Precision fermentation scaling in the US
Fermentation production in the US has some catching up to do, according to Shannon Hall, co-founder of Pow.Bio, a biomanufacturing company in Berkeley, Calif., that is developing a high-efficiency fermentation platform that reduces cost and time to market.
“We really lack the ability to make stuff in the US, so I think the headline has got to be infrastructure – who enables it, how do we get it done?” she said.
The production of fermentation-derived goods is agnostic to whether it’s made by companies like Solar Foods, purchased by Unilever or enabled through a structured process from Pow.Bio, according to Hall.
“I think we should be measured by our ability to meet our sovereign need for certain goods, and we do it in five years or less,” according to Hall.
That likely requires investment in shared capabilities at scale, rather than taking on the risk of a singular customer, Viton added.
Partnering on fermentation at scale
Partnering on such shared fermentation production capabilities is the focus of work taking place at the iFAB Tech Hub at the University of Illinois Urbana-Champaign.
The consortium of company and organization members includes big names in the industry like ADM and Primient, both of which develop corn-derived ingredients sourced in the Midwest.
Collaborating with competing food manufacturers is a challenge to navigate, according to Beth Conerty, regional innovation officer at iFAB Tech Hub. “I do spend a lot of my time figuring out how to build firewalls between those two companies,” she said.
Molina questioned the panel about the potential for “institutionalizing the ecosystem” in a way that creates a formal system – whether through a standing organization, consortium or industry group – that aggregates learning, so each new company doesn’t have to start from scratch searching for “the ideal partner” to help scale their product.
That’s where competition gets in the way, according to Conerty.
“We run into challenges routinely around intellectual property and confidentiality, and hopefully there are more groups that are not-for-profit and/or independent that can help collect some of that,” she said.
Conerty noted that iFAB has worked with about 150 companies on biotech projects and learned about fermentation processes that are proprietary.
“I think that the more data we get, the more companies we work with, the further the industry progresses,” she said. “Some of that rises to the top anyway, but if there was a way to institutionalize it, that would be nice.”

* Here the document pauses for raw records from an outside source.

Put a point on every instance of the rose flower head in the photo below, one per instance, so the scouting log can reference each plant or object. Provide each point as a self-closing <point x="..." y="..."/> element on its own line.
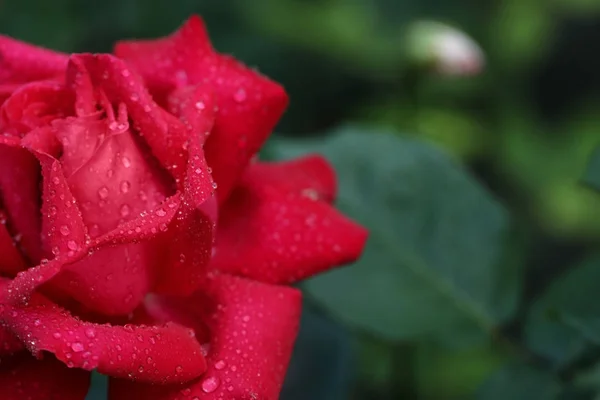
<point x="140" y="236"/>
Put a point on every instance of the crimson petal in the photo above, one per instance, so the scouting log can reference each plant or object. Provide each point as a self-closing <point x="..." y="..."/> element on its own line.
<point x="249" y="104"/>
<point x="114" y="272"/>
<point x="253" y="328"/>
<point x="9" y="343"/>
<point x="35" y="104"/>
<point x="11" y="261"/>
<point x="190" y="236"/>
<point x="276" y="229"/>
<point x="165" y="354"/>
<point x="24" y="377"/>
<point x="22" y="62"/>
<point x="165" y="134"/>
<point x="19" y="177"/>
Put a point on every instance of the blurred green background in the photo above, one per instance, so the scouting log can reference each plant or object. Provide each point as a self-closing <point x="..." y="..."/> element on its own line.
<point x="481" y="279"/>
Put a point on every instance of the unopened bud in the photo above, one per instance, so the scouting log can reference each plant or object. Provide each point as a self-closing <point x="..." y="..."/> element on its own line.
<point x="445" y="49"/>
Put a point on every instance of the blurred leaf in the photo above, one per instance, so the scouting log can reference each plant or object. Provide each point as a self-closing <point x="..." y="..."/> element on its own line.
<point x="432" y="266"/>
<point x="457" y="374"/>
<point x="98" y="388"/>
<point x="519" y="382"/>
<point x="592" y="172"/>
<point x="322" y="364"/>
<point x="566" y="319"/>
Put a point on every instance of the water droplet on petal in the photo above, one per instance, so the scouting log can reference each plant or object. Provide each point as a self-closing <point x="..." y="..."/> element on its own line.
<point x="210" y="384"/>
<point x="125" y="210"/>
<point x="103" y="192"/>
<point x="125" y="186"/>
<point x="219" y="365"/>
<point x="77" y="347"/>
<point x="240" y="95"/>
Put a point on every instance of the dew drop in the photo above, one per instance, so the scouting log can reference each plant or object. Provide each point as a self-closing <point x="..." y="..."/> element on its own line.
<point x="77" y="347"/>
<point x="209" y="385"/>
<point x="125" y="210"/>
<point x="240" y="95"/>
<point x="219" y="365"/>
<point x="125" y="186"/>
<point x="103" y="192"/>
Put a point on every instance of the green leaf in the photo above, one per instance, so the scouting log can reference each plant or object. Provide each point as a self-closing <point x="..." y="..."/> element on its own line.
<point x="431" y="269"/>
<point x="322" y="365"/>
<point x="98" y="388"/>
<point x="519" y="382"/>
<point x="566" y="319"/>
<point x="591" y="176"/>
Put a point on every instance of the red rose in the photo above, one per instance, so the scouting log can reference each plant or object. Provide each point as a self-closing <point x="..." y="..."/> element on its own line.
<point x="119" y="253"/>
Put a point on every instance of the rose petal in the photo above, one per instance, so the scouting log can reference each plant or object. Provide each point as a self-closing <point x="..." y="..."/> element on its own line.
<point x="190" y="236"/>
<point x="21" y="62"/>
<point x="311" y="176"/>
<point x="279" y="231"/>
<point x="6" y="89"/>
<point x="63" y="230"/>
<point x="249" y="104"/>
<point x="24" y="377"/>
<point x="42" y="140"/>
<point x="9" y="343"/>
<point x="253" y="329"/>
<point x="35" y="104"/>
<point x="117" y="183"/>
<point x="19" y="181"/>
<point x="166" y="135"/>
<point x="166" y="354"/>
<point x="111" y="275"/>
<point x="11" y="261"/>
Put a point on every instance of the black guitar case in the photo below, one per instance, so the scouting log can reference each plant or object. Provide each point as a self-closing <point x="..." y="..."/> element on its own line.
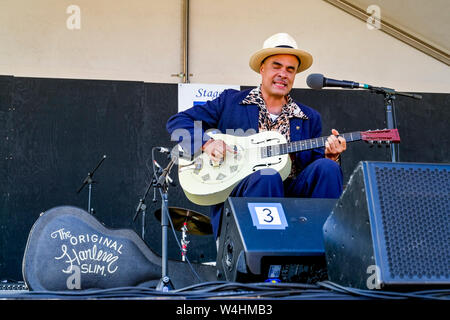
<point x="69" y="249"/>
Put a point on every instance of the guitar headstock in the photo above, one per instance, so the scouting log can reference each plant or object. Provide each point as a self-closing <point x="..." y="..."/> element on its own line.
<point x="381" y="136"/>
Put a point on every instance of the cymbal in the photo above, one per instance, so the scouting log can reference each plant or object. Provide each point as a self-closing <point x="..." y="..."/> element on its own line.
<point x="196" y="223"/>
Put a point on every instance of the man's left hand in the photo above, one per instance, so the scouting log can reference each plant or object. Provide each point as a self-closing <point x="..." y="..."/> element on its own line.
<point x="334" y="145"/>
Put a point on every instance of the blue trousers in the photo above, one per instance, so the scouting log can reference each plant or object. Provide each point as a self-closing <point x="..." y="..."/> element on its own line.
<point x="321" y="179"/>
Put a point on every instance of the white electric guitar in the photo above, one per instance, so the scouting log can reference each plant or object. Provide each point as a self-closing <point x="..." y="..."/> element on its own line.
<point x="206" y="182"/>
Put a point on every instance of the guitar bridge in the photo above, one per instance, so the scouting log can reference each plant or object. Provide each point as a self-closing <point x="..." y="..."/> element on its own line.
<point x="266" y="165"/>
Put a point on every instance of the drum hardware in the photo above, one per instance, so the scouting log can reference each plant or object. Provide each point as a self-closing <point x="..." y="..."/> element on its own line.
<point x="88" y="181"/>
<point x="188" y="222"/>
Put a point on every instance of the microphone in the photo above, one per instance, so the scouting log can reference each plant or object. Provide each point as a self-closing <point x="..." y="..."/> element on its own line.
<point x="160" y="170"/>
<point x="318" y="81"/>
<point x="162" y="150"/>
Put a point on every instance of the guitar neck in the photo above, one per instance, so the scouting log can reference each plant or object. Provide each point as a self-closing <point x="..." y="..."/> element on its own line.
<point x="302" y="145"/>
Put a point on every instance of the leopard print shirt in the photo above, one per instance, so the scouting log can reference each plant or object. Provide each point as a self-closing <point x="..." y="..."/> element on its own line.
<point x="281" y="123"/>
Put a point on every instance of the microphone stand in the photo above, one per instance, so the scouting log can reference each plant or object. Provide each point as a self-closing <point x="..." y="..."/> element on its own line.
<point x="142" y="206"/>
<point x="88" y="180"/>
<point x="165" y="283"/>
<point x="391" y="122"/>
<point x="160" y="183"/>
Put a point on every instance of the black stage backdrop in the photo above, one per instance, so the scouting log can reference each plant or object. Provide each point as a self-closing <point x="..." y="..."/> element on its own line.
<point x="55" y="131"/>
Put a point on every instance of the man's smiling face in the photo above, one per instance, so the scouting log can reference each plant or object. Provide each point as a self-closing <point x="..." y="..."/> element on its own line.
<point x="278" y="74"/>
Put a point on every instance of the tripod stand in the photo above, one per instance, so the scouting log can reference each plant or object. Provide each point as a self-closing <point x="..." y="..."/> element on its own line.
<point x="391" y="122"/>
<point x="88" y="181"/>
<point x="160" y="183"/>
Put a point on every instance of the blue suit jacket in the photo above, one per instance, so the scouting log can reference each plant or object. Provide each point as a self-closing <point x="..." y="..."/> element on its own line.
<point x="226" y="112"/>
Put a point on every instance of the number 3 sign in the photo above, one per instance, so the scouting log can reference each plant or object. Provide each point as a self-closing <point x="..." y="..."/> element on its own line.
<point x="268" y="215"/>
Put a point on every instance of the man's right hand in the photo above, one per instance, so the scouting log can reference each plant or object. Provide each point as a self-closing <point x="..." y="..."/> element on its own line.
<point x="216" y="149"/>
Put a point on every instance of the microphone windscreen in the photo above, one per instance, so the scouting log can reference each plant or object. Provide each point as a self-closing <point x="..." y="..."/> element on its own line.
<point x="315" y="81"/>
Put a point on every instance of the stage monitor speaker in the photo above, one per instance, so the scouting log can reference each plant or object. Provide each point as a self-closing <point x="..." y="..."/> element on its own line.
<point x="390" y="228"/>
<point x="273" y="239"/>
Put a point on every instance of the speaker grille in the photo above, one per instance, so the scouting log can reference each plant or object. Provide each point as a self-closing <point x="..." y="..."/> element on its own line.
<point x="414" y="205"/>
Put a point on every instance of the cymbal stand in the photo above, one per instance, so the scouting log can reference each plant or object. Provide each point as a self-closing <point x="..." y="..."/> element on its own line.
<point x="165" y="284"/>
<point x="88" y="181"/>
<point x="391" y="122"/>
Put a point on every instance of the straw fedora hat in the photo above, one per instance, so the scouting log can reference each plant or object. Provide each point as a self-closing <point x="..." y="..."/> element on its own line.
<point x="280" y="43"/>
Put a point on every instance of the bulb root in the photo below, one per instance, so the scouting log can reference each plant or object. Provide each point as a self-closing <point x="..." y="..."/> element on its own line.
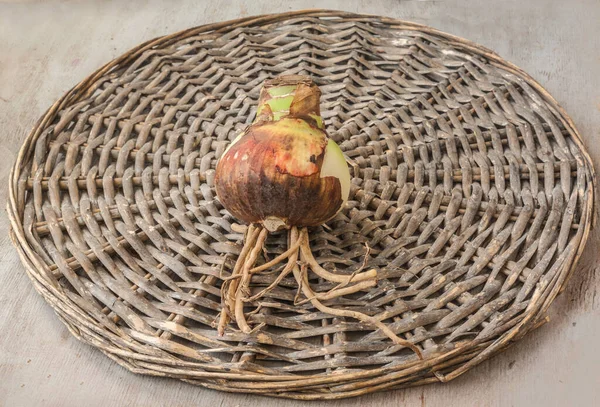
<point x="235" y="290"/>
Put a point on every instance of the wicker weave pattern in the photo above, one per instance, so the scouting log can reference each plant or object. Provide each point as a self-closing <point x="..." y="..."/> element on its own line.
<point x="472" y="197"/>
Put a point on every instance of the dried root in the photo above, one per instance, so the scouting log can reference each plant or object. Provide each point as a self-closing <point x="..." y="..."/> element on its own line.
<point x="235" y="291"/>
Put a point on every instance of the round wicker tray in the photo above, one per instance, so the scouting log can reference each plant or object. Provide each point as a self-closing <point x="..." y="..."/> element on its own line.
<point x="472" y="198"/>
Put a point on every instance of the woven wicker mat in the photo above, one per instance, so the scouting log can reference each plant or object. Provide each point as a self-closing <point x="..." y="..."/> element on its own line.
<point x="470" y="186"/>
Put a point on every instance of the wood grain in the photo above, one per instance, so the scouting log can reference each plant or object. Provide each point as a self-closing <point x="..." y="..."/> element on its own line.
<point x="47" y="48"/>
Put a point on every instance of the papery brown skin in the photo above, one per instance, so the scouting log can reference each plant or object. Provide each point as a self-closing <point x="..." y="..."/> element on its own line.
<point x="274" y="170"/>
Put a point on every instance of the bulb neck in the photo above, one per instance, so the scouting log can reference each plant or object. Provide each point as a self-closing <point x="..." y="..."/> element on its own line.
<point x="291" y="96"/>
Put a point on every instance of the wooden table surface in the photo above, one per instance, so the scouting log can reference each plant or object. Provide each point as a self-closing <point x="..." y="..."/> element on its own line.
<point x="46" y="48"/>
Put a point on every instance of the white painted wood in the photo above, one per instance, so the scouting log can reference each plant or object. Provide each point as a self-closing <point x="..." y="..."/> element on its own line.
<point x="45" y="48"/>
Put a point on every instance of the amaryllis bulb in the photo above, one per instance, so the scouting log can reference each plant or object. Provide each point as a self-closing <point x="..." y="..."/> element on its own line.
<point x="283" y="170"/>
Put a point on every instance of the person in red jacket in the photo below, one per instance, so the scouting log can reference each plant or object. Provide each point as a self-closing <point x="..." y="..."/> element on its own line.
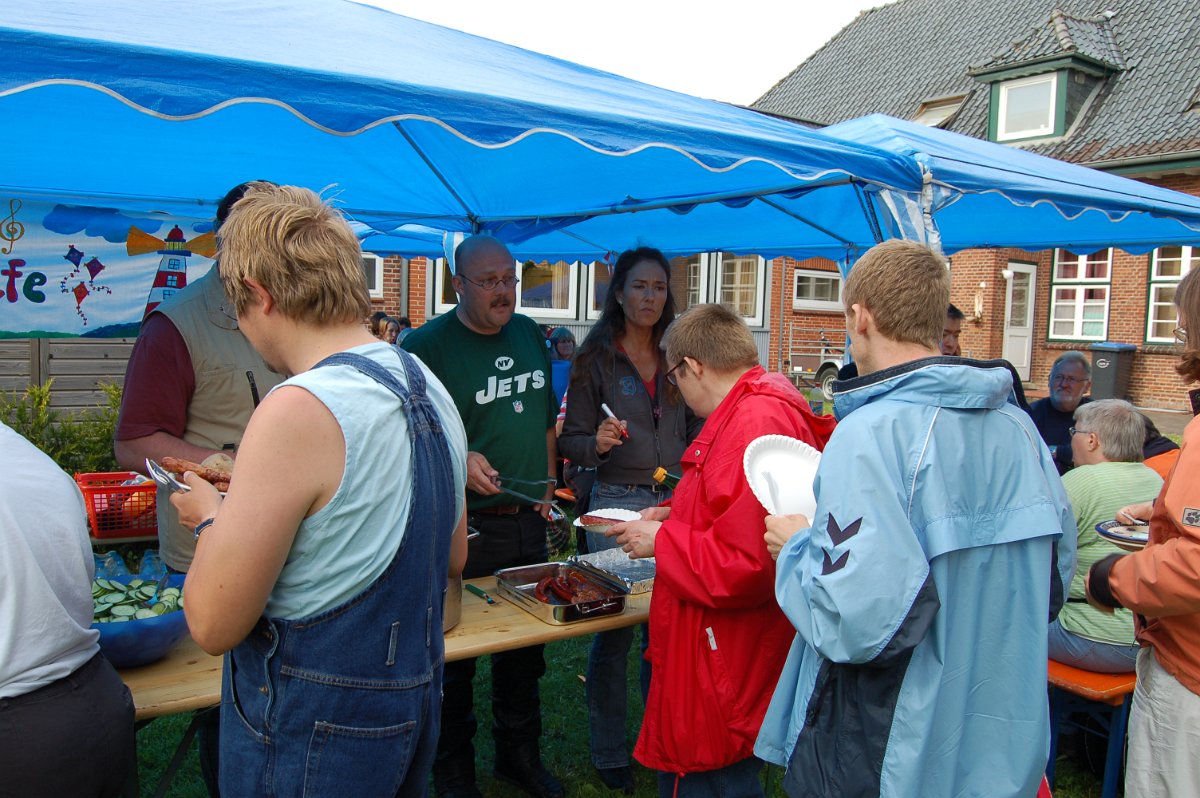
<point x="718" y="639"/>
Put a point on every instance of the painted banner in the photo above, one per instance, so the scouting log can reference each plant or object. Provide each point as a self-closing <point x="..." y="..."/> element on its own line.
<point x="70" y="270"/>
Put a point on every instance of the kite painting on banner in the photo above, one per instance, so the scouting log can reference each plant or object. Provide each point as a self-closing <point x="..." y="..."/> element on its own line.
<point x="69" y="270"/>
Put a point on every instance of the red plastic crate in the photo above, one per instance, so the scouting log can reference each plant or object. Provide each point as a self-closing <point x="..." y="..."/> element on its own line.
<point x="117" y="510"/>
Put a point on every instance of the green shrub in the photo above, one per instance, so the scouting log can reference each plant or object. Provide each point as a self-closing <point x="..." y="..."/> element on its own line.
<point x="78" y="442"/>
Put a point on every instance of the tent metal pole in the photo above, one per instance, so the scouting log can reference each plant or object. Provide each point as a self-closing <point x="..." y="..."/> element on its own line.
<point x="437" y="173"/>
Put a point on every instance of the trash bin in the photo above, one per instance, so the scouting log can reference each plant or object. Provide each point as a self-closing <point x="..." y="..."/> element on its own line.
<point x="1111" y="366"/>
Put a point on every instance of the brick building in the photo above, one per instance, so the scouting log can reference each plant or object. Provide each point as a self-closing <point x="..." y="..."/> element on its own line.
<point x="1111" y="84"/>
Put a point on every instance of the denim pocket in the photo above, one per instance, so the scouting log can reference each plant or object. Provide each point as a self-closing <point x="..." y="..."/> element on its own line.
<point x="373" y="760"/>
<point x="610" y="492"/>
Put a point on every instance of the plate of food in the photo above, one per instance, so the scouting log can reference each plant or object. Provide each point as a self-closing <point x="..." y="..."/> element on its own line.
<point x="1128" y="537"/>
<point x="598" y="521"/>
<point x="216" y="469"/>
<point x="780" y="472"/>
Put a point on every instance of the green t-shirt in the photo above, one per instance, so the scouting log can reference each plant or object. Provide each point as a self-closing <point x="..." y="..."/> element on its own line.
<point x="502" y="388"/>
<point x="1096" y="493"/>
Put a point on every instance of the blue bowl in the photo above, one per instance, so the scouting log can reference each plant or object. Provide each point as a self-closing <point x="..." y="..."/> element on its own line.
<point x="130" y="643"/>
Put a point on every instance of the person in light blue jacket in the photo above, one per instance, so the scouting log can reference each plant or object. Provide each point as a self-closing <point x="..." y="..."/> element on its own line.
<point x="919" y="592"/>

Government’s role in fermentation
Institutionalization could come in the form of more organization at the federal level.
The US National Security Commission on Emerging Biotechnology (NSCEB) is pushing for legislation to create a centralized office at the federal level to oversee biomanufacturing and biotechnology, Conerty noted.
Biotechnology research at the federal level is now handled by a variety of government agencies, which creates a fragmented landscape for the field, according to Conerty. For example, funding of biofuels used for aviation is handled by the Department of Energy, while bioengineering used in the military is handled by the Department of War, she said.
“I’m over here with funding from the Department of Commerce,” because of iFAB’s work in economic development, she said.
“It’s just so fragmented right now and with limited resources and budget debates at the federal level, it’s really hard to bring all of that together to one cohesive mission. If there’s a centralized office and funding goes through that, maybe that’s another step in the correct direction.”
Hall made the case that cooperation at the federal level is possible and has taken place in times of need, citing the rapid development of vaccines during the COVID pandemic.
“I think there does need to be some sort of rallying call and drivers that are on the horizon and hopefully emerging to help us get there,” Hall said. “There’s great work done by various legislators on trying to set either a security standard or a climate standard that drives us in the right direction. But we kind of need a reckoning.”